There are many reasons why you might want to increase your flexibility.
Better flexibility can improve your life by making tasks easier with an increased range of motion. It also helps prevent injury to muscles. Improving your flexibility can also improve your circulation! Flexibility gains can help you to improve your fitness level by improving your ability to perform certain exercises to a fuller extent. Everyone knows that stretching is essential for flexibility, but how and when should we stretch to see real gains?
When looking to improve your flexibility, there are a few simple rules to follow with your stretching routine so as to not overstretch or injure yourself, but still, see gains in your range of motion. The first rule pertains to how often to stretch. When stretching for flexibility improvements, you may stretch up to three times per week using the techniques we will be discussing. This is not to say that you may not stretch besides these three times, you just should not stretch in the same way (length of holding the stretches or number of sets, etc.) If you would like to stretch additional times, you should perform dynamic stretches, or hold the stretches for a much shorter period of time, preferably 30 seconds or less.
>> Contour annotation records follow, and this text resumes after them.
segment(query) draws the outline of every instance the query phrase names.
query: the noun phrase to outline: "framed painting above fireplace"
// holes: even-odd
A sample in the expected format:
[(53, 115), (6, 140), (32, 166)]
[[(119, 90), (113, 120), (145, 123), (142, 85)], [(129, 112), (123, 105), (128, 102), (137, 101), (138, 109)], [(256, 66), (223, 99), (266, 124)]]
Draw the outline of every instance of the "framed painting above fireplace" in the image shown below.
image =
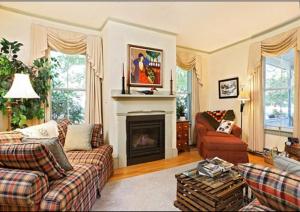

Now let’s talk about the actual stretching. In each stretch session, you may do each stretch a total of three times (or three times per side/leg if the stretch has multiple sides.) Each time you hold the stretch, you want to hold it for between 45 seconds to a minute. When holding the stretch, make sure you are breathing deeply and relaxing your muscles as much as possible. After the minute is up, you can move on to your next stretch, or the other side of the same stretch. Then you can repeat each stretch a total of three times throughout the session, totaling up to 3 minutes of static stretching per muscle/group.
It is very important to remember to hydrate properly, especially on stretch days. You also must make sure to never stretch cold; always do a 10-minute warm-up prior to stretching for flexibility gains, and try to stretch somewhere warm where your muscles will not get cold too fast during your stretch session. If you stretch muscles that are not properly warmed, not only will you not be able to make the same gains you would be able to if you were warm, you also are at serious risk of injuring yourself. When we stretch cold muscles for prolonged periods of time, such as holding a static stretch for a minute at a time, we are at risk for
stretching out our tendons and ligaments. This can destabilize our joints instead of stretching the body of the muscle, and make us injury-prone over time.